Lloyd infló los carrillos y expulsó el aire.
—Mire, hemos hecho todo cuanto hemos podido. Puede que el fenómeno original fuera algo único, o que dependiera enormemente de condiciones iniciales que hayan cambiado de forma sutil. Puede que...
—Estaba preparado —dijo el reportero.
Lloyd lo sintió como una bofetada.
—¿Perdón?
—Estaba preparado. Alteró el experimento de forma deliberada.
—Nosotros no preparamos...
—Quería torpedear todas las demandas; incluso después de aquel baile en la ONU, quería asegurarse de que nadie pudiera demandarlo, así que, si demostraba que el CERN no tenía nada que ver con el primer salto al futuro...
—Esto no es una pantomima. No nos hemos inventado el Higgs. Logramos una hazaña, por el amor de Dios...
—Nos ha engañado —acusó el hombre del Times—. Ha engañado a todo el planeta.
—No sea ridículo.
—Venga, hombre. Si no estaba preparado, ¿por qué ha sido incapaz de darnos otro vistazo del futuro?
—N-no lo sé. Lo intentamos. Lo intentamos de verdad.
—Supongo que sabrá que habrá una investigación.
Lloyd giró los ojos, pero era probable que el periodista tuviera razón.
—Mire —dijo—. Hicimos todo cuanto pudimos. Los datos informáticos lo demostrarán, dirán que cada uno de los parámetros experimentales era idéntico.
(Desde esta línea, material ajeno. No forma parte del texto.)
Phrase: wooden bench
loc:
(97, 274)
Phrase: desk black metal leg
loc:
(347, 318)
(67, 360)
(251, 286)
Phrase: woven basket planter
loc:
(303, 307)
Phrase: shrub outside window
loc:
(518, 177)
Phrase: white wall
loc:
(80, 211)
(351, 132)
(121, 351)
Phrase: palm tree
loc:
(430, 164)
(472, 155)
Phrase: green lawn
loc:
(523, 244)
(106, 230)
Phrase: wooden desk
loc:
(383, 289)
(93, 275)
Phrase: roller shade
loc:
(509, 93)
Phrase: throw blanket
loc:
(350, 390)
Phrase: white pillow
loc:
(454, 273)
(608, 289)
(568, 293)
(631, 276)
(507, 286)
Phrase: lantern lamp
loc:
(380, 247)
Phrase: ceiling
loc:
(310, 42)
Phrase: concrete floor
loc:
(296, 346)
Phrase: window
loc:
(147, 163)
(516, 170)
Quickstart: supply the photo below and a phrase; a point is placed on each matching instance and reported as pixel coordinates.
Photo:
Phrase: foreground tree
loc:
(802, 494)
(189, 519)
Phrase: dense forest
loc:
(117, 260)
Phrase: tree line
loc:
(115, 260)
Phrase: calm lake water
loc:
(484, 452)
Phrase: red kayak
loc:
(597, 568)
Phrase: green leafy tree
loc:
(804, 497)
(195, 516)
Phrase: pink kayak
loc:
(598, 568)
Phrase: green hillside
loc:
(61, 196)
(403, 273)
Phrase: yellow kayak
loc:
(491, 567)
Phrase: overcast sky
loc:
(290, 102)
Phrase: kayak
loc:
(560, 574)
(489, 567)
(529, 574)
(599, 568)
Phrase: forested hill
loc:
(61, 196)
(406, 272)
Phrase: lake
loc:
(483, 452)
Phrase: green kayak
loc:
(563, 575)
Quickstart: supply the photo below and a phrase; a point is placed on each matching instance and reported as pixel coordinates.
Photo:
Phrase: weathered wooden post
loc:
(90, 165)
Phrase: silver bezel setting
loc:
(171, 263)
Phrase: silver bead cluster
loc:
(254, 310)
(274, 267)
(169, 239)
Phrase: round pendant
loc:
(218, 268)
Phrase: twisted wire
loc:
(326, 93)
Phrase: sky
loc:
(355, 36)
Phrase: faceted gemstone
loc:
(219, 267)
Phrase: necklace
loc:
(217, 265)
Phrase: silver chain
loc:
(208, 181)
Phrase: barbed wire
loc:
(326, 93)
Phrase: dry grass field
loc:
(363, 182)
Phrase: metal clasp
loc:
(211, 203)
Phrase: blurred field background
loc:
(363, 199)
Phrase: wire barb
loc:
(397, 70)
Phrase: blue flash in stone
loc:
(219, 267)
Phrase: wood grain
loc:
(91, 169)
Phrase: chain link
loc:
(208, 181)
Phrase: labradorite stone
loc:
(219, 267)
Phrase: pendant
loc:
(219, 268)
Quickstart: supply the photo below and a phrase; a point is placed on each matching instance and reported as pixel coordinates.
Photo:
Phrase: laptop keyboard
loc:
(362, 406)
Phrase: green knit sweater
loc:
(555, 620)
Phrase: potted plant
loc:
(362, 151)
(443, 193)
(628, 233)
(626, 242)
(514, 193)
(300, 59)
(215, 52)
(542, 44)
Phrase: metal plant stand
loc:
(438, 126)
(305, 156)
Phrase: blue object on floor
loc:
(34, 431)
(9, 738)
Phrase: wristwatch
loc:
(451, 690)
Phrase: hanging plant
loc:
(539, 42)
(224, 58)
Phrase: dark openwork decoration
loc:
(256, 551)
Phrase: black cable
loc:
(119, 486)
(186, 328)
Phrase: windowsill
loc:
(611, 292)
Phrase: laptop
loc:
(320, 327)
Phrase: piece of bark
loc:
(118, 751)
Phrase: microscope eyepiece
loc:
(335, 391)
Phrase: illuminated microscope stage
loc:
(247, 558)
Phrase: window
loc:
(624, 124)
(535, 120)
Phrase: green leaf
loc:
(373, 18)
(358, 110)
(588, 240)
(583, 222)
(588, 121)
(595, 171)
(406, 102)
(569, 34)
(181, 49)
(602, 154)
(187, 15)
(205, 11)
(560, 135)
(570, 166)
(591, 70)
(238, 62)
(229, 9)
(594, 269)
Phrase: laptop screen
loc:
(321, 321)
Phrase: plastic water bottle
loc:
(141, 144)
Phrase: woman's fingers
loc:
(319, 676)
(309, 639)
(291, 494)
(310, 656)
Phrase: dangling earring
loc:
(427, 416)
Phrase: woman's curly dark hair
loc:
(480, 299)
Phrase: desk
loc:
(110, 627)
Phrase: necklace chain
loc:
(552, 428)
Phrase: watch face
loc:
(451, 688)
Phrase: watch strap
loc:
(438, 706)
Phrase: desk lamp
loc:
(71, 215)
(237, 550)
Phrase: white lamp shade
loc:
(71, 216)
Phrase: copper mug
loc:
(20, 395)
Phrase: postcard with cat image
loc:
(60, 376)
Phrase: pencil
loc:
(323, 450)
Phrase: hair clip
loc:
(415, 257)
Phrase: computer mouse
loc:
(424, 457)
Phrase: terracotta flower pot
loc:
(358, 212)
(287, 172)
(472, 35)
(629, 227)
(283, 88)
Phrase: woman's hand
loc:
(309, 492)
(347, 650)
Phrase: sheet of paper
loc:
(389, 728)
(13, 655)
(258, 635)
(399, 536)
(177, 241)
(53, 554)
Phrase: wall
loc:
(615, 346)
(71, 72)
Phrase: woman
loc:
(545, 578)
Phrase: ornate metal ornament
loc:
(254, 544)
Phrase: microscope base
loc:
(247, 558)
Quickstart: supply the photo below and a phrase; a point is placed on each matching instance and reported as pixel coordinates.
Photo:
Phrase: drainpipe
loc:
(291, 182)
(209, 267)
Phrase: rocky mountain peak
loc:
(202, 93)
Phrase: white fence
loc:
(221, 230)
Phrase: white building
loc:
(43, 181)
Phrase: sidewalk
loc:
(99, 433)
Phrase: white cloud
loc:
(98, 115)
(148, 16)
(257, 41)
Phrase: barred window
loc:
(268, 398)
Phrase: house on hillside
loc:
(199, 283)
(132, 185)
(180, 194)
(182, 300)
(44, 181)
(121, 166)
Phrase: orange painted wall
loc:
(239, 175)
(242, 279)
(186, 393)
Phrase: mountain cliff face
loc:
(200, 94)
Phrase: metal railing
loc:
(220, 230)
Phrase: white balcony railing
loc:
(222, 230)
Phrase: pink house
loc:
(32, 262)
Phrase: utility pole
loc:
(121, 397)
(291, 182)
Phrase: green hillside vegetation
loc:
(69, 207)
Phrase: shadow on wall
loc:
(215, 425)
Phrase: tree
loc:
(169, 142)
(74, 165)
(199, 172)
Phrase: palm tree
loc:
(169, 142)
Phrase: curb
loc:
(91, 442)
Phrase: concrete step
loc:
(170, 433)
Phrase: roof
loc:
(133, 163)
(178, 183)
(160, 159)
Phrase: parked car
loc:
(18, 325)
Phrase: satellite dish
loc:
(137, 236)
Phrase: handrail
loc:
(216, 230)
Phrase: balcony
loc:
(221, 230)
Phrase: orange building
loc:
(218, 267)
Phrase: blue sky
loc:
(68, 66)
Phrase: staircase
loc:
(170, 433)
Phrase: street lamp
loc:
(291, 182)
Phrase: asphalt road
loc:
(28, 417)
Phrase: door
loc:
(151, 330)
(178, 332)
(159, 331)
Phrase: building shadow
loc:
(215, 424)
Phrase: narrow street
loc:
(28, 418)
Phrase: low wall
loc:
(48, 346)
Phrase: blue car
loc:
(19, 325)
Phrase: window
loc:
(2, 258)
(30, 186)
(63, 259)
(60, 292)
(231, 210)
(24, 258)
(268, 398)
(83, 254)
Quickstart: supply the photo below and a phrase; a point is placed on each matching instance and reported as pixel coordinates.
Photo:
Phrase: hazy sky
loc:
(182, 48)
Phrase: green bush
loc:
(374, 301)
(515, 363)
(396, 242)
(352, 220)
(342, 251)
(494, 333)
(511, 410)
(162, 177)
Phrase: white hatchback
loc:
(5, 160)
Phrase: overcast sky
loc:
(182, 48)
Por supuesto, está el problema del caos, y el de la sensibilidad dependiente, pero hicimos todo lo que pudimos, y el resultado no puede calificarse de fracaso en absoluto. —El reportero parecía tener ganas de volver a objetar, posiblemente diciendo que los informes podían manipularse, pero Lloyd alzó una mano—. Sin embargo, puede que tenga usted razón. Puede que esto demuestre que en realidad el CERN no tuvo nada que ver con lo sucedido. En ese caso...
—En ese caso, usted salva el pescuezo —replicó amargo el periodista.
Lloyd frunció el ceño, pensativo. Por supuesto, era probable que ya se hubiera salvado legalmente por el primer suceso. Pero, ¿y moralmente? Sin la absolución ofrecida por un universo bloque, desde el suicidio de Dim se había visto acosado por los muertos y los destrozos provocados.
Enarcó las cejas.
—Creo que tiene razón —dijo—. Creo que he salvado el pescuezo.